Above all you need patience.
Hope this helps.

Chris


----------



## crazyratwoman (Feb 26, 2007)

do u mean raw prawns or the cooked ones? and is there any particular way u put them on the hook or just thru the tail then body as normal?


----------



## colzinho (Aug 6, 2007)

theres a how-to in the nov issue of Fishing world on the Coomera river in the gold coast you should probably grab a copy of that.


----------



## Guest (Oct 31, 2007)

I might try live Herring closer to dark.


----------



## DrJed (Sep 13, 2007)

Never caught one myself, as much as I'd like to. I did read an article in a mag a while ago on luring jacks along the seaway wall at Southport. They were using Killalure flatzratz and trolling them hard up against the rocks with 20-30Lb braid and locked drags to really just skulldrag them out of their hideholes.

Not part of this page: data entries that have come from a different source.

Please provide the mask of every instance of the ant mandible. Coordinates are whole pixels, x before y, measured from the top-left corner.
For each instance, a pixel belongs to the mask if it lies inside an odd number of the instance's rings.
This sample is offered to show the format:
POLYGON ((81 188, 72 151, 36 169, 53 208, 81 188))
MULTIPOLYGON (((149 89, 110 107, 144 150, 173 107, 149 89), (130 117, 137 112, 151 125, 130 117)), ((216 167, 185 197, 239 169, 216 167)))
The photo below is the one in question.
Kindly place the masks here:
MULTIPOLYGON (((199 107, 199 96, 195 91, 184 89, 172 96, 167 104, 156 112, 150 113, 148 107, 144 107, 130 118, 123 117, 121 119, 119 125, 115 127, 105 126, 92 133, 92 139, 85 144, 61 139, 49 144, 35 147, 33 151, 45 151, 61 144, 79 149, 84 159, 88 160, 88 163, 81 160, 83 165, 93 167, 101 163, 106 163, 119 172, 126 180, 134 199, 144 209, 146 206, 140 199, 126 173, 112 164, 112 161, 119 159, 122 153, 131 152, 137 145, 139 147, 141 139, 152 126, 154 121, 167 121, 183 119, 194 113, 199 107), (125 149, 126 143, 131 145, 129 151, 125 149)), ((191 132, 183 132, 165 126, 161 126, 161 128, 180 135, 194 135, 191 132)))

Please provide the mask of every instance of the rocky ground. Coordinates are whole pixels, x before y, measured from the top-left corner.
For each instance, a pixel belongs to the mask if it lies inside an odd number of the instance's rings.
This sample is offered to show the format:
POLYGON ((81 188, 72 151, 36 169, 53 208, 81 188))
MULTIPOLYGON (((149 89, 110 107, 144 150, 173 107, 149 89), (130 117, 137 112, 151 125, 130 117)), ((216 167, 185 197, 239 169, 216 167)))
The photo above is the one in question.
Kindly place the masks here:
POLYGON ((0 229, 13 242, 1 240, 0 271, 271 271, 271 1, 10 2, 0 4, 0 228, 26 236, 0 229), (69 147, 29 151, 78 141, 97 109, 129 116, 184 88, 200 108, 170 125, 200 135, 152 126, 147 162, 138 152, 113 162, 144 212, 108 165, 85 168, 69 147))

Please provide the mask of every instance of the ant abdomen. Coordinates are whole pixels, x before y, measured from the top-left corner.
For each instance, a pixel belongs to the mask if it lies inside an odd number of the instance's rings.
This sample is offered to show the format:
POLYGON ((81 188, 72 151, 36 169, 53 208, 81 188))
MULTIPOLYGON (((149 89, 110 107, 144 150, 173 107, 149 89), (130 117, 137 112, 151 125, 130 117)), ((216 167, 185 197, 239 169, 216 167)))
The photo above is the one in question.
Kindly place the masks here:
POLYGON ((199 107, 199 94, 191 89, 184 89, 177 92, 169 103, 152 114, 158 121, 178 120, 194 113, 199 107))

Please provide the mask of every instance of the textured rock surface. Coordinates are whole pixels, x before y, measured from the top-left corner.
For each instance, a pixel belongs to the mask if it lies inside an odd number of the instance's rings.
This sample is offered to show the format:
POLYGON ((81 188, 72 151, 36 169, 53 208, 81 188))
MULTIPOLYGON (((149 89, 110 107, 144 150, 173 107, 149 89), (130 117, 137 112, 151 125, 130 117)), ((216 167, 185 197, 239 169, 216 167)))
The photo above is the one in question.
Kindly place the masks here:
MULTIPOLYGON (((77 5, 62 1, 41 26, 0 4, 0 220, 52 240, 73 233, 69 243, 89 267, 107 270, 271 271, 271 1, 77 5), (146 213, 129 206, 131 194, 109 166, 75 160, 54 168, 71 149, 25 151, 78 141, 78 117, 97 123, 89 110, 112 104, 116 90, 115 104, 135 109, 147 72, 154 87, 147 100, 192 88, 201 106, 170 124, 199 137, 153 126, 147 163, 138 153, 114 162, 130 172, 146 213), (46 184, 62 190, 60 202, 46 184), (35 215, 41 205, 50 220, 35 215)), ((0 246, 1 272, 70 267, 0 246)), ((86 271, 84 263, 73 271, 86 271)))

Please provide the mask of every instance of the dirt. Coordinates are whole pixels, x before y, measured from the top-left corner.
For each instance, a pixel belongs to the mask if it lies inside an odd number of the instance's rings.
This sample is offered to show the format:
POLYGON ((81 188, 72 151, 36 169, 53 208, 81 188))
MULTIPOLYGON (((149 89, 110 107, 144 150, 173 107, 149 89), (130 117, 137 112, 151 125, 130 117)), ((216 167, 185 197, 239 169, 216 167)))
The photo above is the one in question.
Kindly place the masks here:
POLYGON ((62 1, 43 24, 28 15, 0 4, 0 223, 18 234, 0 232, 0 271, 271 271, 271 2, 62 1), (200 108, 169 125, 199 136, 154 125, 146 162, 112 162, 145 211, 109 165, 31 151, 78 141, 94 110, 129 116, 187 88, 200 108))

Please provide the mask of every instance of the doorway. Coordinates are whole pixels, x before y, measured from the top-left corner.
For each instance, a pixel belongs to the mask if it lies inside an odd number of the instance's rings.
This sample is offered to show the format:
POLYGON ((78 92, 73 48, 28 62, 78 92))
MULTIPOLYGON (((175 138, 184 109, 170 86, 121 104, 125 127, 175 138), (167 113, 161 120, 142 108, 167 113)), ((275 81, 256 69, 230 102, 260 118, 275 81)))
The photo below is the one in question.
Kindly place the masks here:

I have looked at the faltzratz everyt time I see them in the shop since then, never bought one though....

Steve


----------



## Seasquirt (Jul 17, 2007)

Wait, just wait I am on the trail  My sole intention this summer is to catch a Jack any Jack but preferably a good one and the Gold Coast is my area. I have some patches to explore and as soon as I do succeed ( well I am trying to be positive here ) 8) I will post a report and details so akff'ers can share.
So far I have caught everything BUT jacks, they are the unicorn of the fishing world; well at least on light gear in a yak ????????? :shock:
cheers


----------



## slider65 (Feb 9, 2007)

If you are concerned about loosing lure while chasing jack another option that had been used by a lot of people over the last few years is to fish at night with surface poppers as the jacks tend to move into open water once all the noise has settled down, And are chasing bait in open water and will happily take surface lures in the middle of surfers paridise in the nerang river, They become even more active if it is a hot and sticky night with a storm brewing in the hinterland behind the gold coast. You just have to remember to take cover before storm hits especially if you are using graphite rods.


----------



## justcrusin (Oct 1, 2006)

If prawns are the go try a 70mm squidgy wriggler on light jig head in the jelly prawn colour. I have never fished for jack :shock: (thats sounds wrong doesn't it :lol: ) but when fishing in areas with lots of prawns down here they seem to work pretty well. I do like teaming them up with a tt spinner head to add a spalsh of flash.

Cheers Dave


----------



## RawDog (Oct 20, 2007)

i have caught 2 this week under the m1 bridge in the coomera and about 200m downstream were a single boat is mored at a jetty you cant miss it and i was using a berkly gulp 3" minnow 14lb braid the jacks were 48cm and 53cm

hope this helps im going out all this weekend to hunt for some more

Mick


----------



## Guest (Nov 2, 2007)

Damn you Minnow, that was exactly the places I have tried! :lol:

I think I was there too early.

What time of day?


----------